Long-read genome sequencing finds autism-linked variants that short reads missed
Cell Genomics, March 2026
A substantial portion of autism's genetic basis remains unexplained. Researchers call it the "missing heritability" problem: twin studies and family analyses indicate that autism spectrum disorder (ASD) is highly heritable, but the genetic variants identified so far account for only a fraction of that heritability. The gap has persisted for years, and one reason may be that the standard tools for reading genomes have been missing entire categories of variation.
A new study from the University of California San Diego, published in Cell Genomics, suggests that a different sequencing approach can find what traditional methods overlook. Using long-read whole genome sequencing (LR-WGS) on 267 genomes from families with autism, the researchers discovered genetic variants that had been invisible to conventional short-read technology.
Why read length matters
Standard genome sequencing works by breaking DNA into short fragments, reading each fragment, and computationally assembling the results. This approach, called short-read sequencing, reads pieces roughly 150 to 300 base pairs long. It works well for identifying single-letter changes in the genetic code (point mutations) but struggles with larger structural changes: deletions, duplications, inversions, and complex rearrangements that span thousands of base pairs.

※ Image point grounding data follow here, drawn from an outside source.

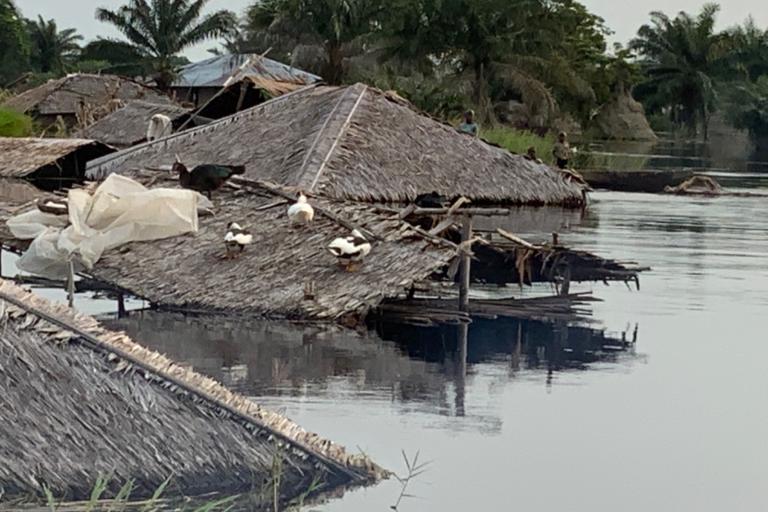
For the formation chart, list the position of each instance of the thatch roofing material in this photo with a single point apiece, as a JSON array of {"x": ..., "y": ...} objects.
[
  {"x": 24, "y": 156},
  {"x": 78, "y": 410},
  {"x": 270, "y": 277},
  {"x": 62, "y": 96},
  {"x": 215, "y": 71},
  {"x": 128, "y": 125},
  {"x": 355, "y": 143}
]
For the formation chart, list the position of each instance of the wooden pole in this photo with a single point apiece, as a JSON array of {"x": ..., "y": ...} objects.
[
  {"x": 71, "y": 284},
  {"x": 461, "y": 368},
  {"x": 465, "y": 265},
  {"x": 121, "y": 306}
]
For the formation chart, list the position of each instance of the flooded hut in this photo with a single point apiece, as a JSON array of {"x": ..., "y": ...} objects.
[
  {"x": 225, "y": 84},
  {"x": 287, "y": 272},
  {"x": 48, "y": 163},
  {"x": 356, "y": 143},
  {"x": 78, "y": 96},
  {"x": 87, "y": 402},
  {"x": 127, "y": 126}
]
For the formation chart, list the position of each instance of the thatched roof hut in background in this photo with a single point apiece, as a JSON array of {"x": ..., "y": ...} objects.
[
  {"x": 82, "y": 402},
  {"x": 255, "y": 79},
  {"x": 127, "y": 126},
  {"x": 48, "y": 163},
  {"x": 355, "y": 143},
  {"x": 63, "y": 97}
]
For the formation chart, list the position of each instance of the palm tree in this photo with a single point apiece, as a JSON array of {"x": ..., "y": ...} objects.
[
  {"x": 338, "y": 27},
  {"x": 53, "y": 50},
  {"x": 681, "y": 57},
  {"x": 161, "y": 29}
]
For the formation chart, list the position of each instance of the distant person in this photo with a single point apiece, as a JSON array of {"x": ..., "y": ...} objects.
[
  {"x": 468, "y": 126},
  {"x": 530, "y": 154},
  {"x": 562, "y": 151}
]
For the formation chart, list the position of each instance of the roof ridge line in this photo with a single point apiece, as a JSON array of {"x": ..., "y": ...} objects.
[
  {"x": 320, "y": 133},
  {"x": 342, "y": 132},
  {"x": 95, "y": 165}
]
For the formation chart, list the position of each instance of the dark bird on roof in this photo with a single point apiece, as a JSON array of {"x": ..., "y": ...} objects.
[
  {"x": 205, "y": 178},
  {"x": 431, "y": 200}
]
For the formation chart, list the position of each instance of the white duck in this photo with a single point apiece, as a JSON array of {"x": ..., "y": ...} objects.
[
  {"x": 236, "y": 237},
  {"x": 301, "y": 212},
  {"x": 351, "y": 249}
]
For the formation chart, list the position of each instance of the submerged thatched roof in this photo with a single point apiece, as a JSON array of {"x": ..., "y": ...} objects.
[
  {"x": 128, "y": 126},
  {"x": 82, "y": 402},
  {"x": 271, "y": 276},
  {"x": 21, "y": 157},
  {"x": 63, "y": 96},
  {"x": 355, "y": 143},
  {"x": 215, "y": 72}
]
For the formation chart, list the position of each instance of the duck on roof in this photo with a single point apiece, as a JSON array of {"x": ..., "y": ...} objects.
[{"x": 356, "y": 143}]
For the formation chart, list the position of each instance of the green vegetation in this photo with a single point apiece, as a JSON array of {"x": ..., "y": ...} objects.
[
  {"x": 530, "y": 65},
  {"x": 159, "y": 30},
  {"x": 518, "y": 141},
  {"x": 14, "y": 124}
]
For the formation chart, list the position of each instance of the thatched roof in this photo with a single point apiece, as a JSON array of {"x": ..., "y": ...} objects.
[
  {"x": 22, "y": 157},
  {"x": 215, "y": 71},
  {"x": 128, "y": 126},
  {"x": 87, "y": 402},
  {"x": 269, "y": 279},
  {"x": 62, "y": 96},
  {"x": 355, "y": 143}
]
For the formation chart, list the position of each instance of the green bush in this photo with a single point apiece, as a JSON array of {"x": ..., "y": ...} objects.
[
  {"x": 518, "y": 141},
  {"x": 14, "y": 124}
]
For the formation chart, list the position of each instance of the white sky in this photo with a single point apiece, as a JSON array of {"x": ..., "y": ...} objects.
[{"x": 622, "y": 16}]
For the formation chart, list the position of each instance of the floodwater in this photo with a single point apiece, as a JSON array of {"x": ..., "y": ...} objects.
[
  {"x": 537, "y": 417},
  {"x": 546, "y": 417}
]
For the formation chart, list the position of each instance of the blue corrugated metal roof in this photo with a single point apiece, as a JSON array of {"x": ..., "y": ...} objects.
[{"x": 215, "y": 71}]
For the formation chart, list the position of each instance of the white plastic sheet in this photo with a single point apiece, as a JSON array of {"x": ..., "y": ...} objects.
[{"x": 120, "y": 211}]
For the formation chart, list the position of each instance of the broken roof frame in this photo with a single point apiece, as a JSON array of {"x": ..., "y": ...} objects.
[{"x": 347, "y": 143}]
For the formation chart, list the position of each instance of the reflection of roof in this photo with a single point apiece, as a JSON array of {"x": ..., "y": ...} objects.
[
  {"x": 62, "y": 96},
  {"x": 215, "y": 71},
  {"x": 128, "y": 126},
  {"x": 23, "y": 156},
  {"x": 76, "y": 389}
]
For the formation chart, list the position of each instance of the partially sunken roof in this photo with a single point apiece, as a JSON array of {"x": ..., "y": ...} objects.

Long-read sequencing reads much larger stretches of DNA at once, sometimes tens of thousands of base pairs in a single read. This makes it far easier to detect structural variants and tandem repeats, sections of DNA where a short sequence is repeated multiple times in a row. Both types of variation can disrupt gene function, and both are poorly captured by short reads.
The UC San Diego team found that LR-WGS enhanced the discovery of gene-disrupting structural variants by 33% and tandem repeats by 38% compared to short-read sequencing of the same genomes. Some of the newly discovered mutations were complex rearrangements that affected multiple genes simultaneously, a type of variation that short reads often cannot resolve at all.
Methylation data as a bonus
One advantage of long-read technology that the study exploited is its ability to detect DNA methylation, small chemical modifications that regulate gene activity, simultaneously with sequence information. This dual readout allowed the researchers to determine not just which genes were mutated but how those mutations affected gene function.
In some cases, a structural variant might disrupt a gene's coding sequence. In others, it might alter regulatory regions that control when and where the gene is expressed. By pairing sequence data with methylation data, the team could distinguish between these scenarios, providing a more complete picture of how each variant might contribute to autism.
Scale and its limitations
At 267 genomes, this is the largest study of its kind to date for autism. But senior author Jonathan Sebat, professor of psychiatry and cellular and molecular medicine at UC San Diego, acknowledged that even larger studies will be needed to estimate precisely how much of the missing heritability can be explained by variants that long reads detect.
Sebat hypothesizes that LR-WGS could double the amount of heritability explained by certain types of variants, such as tandem repeats and structural variants. But that estimate remains speculative until replicated in substantially larger cohorts. The cost of long-read sequencing, while declining, remains higher than short-read approaches, which limits the pace at which these larger studies can be conducted.
The study also focuses on rare variants, mutations found in individual families rather than common across the population. Rare variants have been a productive area of autism genetics, but they explain only a portion of overall heritability. Common variants, best studied through genome-wide association studies, represent another major piece of the puzzle that long-read sequencing does not directly address.
Clinical potential, with patience
The practical implications point in two directions. For diagnostics, long-read sequencing could identify genetic causes of autism in individuals whose standard genetic testing came back negative. For therapeutics, understanding the specific genetic mechanisms disrupted in each patient could eventually enable targeted treatments.
Both applications remain future possibilities rather than current realities. Translating genetic discoveries into diagnostic tools requires validation across diverse populations, and targeted therapies for specific genetic subtypes of autism are still in early development. But the study establishes that a meaningful amount of genetic information relevant to autism has been hiding in plain sight, missed not because it was not there but because the tools were not designed to see it.